There was a lot he said he had forgotten, which I later understood to be a choice. He had forgotten how to speak Arabic. He had deleted from his mind so much about his childhood in Agadir, where his parents had migrated from the city of Essaouira, known then as Mogador, seeking opportunity. It wasn’t such a bad thing, to forget; they had a new country to build, all the Jews from around the world together, and no one believed more fervently than Meir Abihasera, from the moment in 1944 his sister’s boyfriend showed him a postcard of Herzl and told him the Holy Land was to be a real country.
And then nature did its own forgetting for him: In 1960, 10 years after he left, an earthquake leveled Agadir, killing about 12,000 people in minutes, including his family members. There’s still a city called Agadir, but the one he remembers is a pile of rocks, a mass grave.
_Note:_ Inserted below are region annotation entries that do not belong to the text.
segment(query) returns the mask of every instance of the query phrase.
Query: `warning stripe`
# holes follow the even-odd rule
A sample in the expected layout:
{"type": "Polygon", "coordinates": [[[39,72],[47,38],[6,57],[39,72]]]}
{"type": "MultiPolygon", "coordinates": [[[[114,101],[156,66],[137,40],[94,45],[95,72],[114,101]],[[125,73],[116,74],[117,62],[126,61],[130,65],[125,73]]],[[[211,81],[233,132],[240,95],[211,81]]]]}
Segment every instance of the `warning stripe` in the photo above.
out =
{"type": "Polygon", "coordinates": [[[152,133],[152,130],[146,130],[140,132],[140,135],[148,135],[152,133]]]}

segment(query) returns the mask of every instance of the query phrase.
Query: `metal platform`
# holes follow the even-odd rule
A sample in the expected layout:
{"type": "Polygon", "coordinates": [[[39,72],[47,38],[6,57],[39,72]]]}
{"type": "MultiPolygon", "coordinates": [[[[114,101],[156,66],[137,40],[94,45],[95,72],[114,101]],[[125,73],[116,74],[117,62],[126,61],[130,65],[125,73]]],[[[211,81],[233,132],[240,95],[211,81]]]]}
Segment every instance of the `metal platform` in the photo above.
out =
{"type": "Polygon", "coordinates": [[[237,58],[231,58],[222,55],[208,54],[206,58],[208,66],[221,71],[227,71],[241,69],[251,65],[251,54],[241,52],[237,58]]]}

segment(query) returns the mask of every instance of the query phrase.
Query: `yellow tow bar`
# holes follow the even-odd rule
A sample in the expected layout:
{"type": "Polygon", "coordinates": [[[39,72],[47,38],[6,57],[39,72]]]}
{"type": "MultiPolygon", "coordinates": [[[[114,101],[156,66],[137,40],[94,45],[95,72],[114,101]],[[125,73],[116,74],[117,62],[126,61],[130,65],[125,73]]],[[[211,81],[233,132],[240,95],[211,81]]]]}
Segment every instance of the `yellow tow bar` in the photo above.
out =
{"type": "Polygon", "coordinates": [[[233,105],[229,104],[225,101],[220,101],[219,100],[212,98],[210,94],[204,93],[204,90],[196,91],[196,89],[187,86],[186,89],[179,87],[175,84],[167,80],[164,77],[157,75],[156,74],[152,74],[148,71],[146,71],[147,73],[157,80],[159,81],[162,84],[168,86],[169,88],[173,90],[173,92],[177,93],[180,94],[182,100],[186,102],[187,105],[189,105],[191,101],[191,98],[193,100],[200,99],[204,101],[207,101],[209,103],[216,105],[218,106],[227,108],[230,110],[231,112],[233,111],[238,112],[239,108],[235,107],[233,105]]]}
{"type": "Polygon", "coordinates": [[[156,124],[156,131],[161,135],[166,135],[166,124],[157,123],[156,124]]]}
I tried to imagine this place where graves could cure memory sickness. It had to be a magic land. I had little desire to visit the grim landscapes conjured by my European grandparents, whose worlds had been erased through man-made violence. The mysteries lay in Morocco, which people who were not my grandfather said was a paradise for the Jews. How could such a practical man, a man with no use for religion or anything that didn’t clear the bar for rational, believe that a rabbi’s grave had cured his mother? And it was said that my great-grandmother was both a Berber and a Jew. How could that be?
When I got a little older and became a journalist, I begged him to take me there and let me tell the story. I had the crassness of a reporter on the hunt, the necessary obtuseness to probe for more pain. He refused. He wouldn’t go, he said—over and over. His city was gone. Only a few graves remained. “I was never a Moroccan Jew,” he would remind me. “I was a Jew in Morocco.”
I didn’t understand it. My parents had left Israel, the country of their birth, the country my grandfather had endured beatings and imprisonment to reach, though even today my mother will tell you she never really left. But we always came back. Why couldn’t he?
Last year, I decided to go to Morocco myself, while my grandfather could still tell me the stories and draw me maps on napkins. There was a part of me that thought he might change his mind about coming with me, but it turns out he isn’t one to change his mind. He did agree to let me come to his carefully arranged apartment in Rehovot, where he still dreams of my grandmother being alive and at his side again. There, he glanced sideways at my notebook. “You can record,” he said, “but you have to erase it.”
“This is not fiction; it’s a true story.”